Birding can bring people together from all different walks of life. There are so many different pathways to birding. You can be somebody who twitches [observing rare birds], or you can be someone who just does backyard birding. You can be elderly, you can be really young. It’s just for everybody.
I started [the BC Young Birders Program] in 2014. I would go out birding, and I’d see all these teenage birders birding on their own, and I thought it would be good to bring them together in a group setting. And I asked them if they wanted to do that individually, and they all were really keen. So I started doing this program, taking them out on field trips across the province, overnight trips, pelagic boat trips, and seeing birds they don’t normally see in their own backyards.
I didn’t really have anyone mentoring me, and I didn’t see anybody that looked like me. I wanted to make it a very inclusive group — so BIPOC and LGBTQ+ inclusive — and promote that so people felt safe when they came. And it’s been really good. A lot of these kids that started in 2014, they’re still friends together. Many of them work in conservation and are biologists.

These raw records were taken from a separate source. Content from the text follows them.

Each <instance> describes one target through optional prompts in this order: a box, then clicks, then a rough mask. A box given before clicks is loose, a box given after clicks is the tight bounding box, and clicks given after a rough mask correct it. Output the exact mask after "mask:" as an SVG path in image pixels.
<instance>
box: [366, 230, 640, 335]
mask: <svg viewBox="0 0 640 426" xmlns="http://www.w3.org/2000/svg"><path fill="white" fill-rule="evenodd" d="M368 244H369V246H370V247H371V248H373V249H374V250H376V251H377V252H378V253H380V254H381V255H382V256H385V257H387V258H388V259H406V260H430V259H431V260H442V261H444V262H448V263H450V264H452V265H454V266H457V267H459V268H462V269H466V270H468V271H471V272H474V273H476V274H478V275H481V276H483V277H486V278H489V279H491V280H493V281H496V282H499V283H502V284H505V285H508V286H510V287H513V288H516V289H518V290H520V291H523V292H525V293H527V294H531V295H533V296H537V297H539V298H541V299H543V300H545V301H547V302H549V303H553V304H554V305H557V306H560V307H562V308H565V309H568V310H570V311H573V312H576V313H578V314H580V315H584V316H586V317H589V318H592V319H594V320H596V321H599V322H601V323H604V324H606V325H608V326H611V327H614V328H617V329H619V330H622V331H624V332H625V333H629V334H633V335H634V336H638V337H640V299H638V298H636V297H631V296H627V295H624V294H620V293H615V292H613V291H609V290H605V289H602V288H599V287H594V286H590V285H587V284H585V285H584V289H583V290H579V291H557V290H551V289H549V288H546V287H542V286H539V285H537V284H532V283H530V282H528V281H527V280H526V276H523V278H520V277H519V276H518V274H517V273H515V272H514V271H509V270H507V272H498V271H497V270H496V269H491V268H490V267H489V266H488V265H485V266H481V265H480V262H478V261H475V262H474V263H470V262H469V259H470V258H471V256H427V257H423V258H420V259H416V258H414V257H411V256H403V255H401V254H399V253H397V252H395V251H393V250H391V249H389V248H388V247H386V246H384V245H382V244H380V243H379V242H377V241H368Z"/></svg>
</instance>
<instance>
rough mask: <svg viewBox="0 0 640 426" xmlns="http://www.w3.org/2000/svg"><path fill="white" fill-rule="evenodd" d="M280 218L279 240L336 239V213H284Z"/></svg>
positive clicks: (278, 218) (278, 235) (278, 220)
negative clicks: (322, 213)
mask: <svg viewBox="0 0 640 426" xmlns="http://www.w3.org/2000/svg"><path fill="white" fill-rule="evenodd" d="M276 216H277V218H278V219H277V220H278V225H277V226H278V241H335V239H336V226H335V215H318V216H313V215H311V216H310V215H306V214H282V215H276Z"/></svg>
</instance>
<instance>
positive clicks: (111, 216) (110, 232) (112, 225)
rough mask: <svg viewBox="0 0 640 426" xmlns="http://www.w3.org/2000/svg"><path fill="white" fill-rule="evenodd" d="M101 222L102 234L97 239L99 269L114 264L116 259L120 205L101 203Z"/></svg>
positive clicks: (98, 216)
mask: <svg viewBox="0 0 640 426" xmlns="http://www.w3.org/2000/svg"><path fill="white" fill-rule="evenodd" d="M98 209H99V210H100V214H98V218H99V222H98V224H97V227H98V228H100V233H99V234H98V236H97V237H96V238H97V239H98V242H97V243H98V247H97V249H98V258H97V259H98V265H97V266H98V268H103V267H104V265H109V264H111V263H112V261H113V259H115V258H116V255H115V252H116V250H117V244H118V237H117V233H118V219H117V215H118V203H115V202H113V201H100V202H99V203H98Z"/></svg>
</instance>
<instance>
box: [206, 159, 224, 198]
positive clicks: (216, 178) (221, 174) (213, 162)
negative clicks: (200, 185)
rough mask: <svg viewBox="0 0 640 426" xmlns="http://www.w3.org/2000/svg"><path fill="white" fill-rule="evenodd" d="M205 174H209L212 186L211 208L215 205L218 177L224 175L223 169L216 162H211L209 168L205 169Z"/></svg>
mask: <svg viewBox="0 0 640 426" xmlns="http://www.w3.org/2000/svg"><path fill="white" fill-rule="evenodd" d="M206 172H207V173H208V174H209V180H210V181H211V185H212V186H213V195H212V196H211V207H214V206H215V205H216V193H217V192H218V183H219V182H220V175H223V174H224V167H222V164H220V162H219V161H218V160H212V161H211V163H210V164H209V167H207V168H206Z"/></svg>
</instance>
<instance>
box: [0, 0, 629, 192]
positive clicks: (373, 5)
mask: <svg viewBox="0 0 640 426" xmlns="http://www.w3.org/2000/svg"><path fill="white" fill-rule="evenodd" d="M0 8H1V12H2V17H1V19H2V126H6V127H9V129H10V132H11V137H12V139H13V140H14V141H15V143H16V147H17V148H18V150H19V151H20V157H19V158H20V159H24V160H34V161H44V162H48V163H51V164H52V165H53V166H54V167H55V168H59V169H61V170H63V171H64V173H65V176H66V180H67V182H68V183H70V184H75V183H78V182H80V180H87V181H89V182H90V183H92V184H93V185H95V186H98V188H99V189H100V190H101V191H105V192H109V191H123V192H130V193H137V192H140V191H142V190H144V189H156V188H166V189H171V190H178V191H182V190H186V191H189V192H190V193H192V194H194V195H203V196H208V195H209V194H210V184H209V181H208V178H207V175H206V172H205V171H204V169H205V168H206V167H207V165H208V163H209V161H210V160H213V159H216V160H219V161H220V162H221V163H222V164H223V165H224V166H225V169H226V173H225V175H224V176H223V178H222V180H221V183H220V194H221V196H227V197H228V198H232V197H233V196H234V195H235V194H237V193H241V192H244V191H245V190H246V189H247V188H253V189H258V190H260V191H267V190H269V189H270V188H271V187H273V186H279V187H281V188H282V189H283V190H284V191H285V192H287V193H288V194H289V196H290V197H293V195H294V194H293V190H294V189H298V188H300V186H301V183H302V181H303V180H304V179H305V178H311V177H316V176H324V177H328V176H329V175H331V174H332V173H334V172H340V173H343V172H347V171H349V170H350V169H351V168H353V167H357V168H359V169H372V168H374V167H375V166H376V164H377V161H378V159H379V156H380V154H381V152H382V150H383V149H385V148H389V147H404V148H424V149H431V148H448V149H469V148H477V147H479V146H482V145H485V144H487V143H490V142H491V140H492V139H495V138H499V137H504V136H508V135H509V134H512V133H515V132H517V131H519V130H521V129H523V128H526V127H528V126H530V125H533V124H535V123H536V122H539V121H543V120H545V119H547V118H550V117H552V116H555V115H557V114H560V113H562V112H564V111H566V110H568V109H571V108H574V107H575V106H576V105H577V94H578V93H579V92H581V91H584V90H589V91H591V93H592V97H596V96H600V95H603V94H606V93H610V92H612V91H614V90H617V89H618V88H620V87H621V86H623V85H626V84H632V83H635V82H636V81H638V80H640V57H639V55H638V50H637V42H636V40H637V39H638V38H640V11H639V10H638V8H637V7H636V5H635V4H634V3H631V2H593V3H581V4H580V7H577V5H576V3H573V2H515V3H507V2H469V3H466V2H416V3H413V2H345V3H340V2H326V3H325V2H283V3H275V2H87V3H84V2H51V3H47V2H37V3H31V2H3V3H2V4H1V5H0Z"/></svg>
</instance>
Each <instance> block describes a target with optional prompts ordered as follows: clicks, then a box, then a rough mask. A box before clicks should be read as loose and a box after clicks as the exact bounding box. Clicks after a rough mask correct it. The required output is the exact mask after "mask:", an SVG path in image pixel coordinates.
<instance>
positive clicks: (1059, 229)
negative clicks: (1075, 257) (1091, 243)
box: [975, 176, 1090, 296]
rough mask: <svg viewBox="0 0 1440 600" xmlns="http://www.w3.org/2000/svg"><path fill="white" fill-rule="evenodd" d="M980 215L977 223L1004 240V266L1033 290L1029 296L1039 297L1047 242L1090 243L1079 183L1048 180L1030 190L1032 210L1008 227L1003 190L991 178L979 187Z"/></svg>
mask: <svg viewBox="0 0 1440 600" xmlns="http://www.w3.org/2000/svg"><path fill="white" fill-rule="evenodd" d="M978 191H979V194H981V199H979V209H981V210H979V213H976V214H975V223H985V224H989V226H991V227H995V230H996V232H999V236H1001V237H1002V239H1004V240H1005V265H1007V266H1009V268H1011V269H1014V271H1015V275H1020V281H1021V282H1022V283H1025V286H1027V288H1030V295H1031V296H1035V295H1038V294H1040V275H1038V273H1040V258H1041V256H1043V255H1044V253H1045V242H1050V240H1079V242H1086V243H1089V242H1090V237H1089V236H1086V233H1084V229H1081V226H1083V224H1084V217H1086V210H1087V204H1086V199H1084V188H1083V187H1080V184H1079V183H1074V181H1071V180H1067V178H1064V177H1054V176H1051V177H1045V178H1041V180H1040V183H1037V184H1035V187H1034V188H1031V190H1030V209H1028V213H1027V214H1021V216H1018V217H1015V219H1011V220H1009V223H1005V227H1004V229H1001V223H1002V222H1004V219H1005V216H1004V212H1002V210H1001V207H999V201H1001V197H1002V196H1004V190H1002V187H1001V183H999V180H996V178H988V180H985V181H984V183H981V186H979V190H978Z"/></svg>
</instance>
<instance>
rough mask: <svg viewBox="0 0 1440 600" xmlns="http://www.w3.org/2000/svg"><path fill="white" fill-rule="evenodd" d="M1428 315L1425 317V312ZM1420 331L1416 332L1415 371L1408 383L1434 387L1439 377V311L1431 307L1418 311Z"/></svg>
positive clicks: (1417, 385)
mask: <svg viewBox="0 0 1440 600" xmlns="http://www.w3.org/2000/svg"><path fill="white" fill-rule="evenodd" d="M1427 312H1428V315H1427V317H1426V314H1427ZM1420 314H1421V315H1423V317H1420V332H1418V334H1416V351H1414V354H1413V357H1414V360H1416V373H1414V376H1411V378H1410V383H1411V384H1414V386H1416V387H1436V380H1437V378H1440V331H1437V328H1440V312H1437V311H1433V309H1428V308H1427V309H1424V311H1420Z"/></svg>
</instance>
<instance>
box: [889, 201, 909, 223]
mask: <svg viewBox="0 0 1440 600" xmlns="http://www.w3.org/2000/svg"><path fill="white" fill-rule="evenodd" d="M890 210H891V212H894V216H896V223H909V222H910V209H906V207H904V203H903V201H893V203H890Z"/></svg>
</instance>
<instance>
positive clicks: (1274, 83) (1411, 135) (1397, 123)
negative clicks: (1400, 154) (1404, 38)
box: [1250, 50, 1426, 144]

It really seems to have ignited something in the youth here, and I still am running the program, and have about 25 kids across the province.
In my book, I talk about how birds can bring peace, joy and comfort to a lot of people. Especially people who are grieving. Even if you’re not grieving, just going through daily stresses of life, like work and stuff, it just helps. When you get outside in nature, it gives you some peace and grounding. When you’re looking at birds, you can distract yourself from really stressful events in your life. I want people to know how much joy birds can bring, how rewarding that is to you, the peace it can bring into your life — and why it’s important to protect them.
Birding can offer a distraction to the pain you’re feeling inside. When you’re grieving, there are a lot of things going on with your body, physically and emotionally, and the birds just help distract from that. It’s a mental and physical break away from that really heavy stuff. And you can just focus on the birds. It just makes you feel so much better.
Also, you can cry in front of birds. They don’t care if you feel sad. It just gives you so much comfort out there looking at them — it has for me, anyway. Lots of scientific studies have shown that they decrease heart rate and help people feel better who are coping with many illnesses, such as depression.
I think people can try to reduce their plastic use. Try to write their government officials to protect certain areas in their communities so that they don’t get destroyed. We’re losing so much critical bird habitat. I think just getting out there and looking at birds and supporting these green spaces that we do have in place so that these birds are protected for future generations because many of them are declining — most of them. If we don’t protect them, they won’t be around for us to get these rewards, like the joy and peace that I talk about and comfort. They’re beautiful to look at, but they also are important to our ecosystems. They’re all part of the food chain, and we really need them… for our wetlands, for everything.
My favourite bird is probably the rough-legged hawk. It’s really beautiful to watch it hover like an angel flapping its wings over its prey.
The dream bird that I wanted to photograph for so long was a Steller’s sea eagle. And I was able to photograph that last year in Trinity, Newfoundland. That was amazing for me to see that bird in North America. It’s usually in Japan and Russia. You usually have to go see those in the winter in Japan. And it was just amazing to see this absolutely humongous eagle with this big orange beak. It looks nothing like our bald eagle. To see that in Canada was pretty amazing — and I got to photograph it.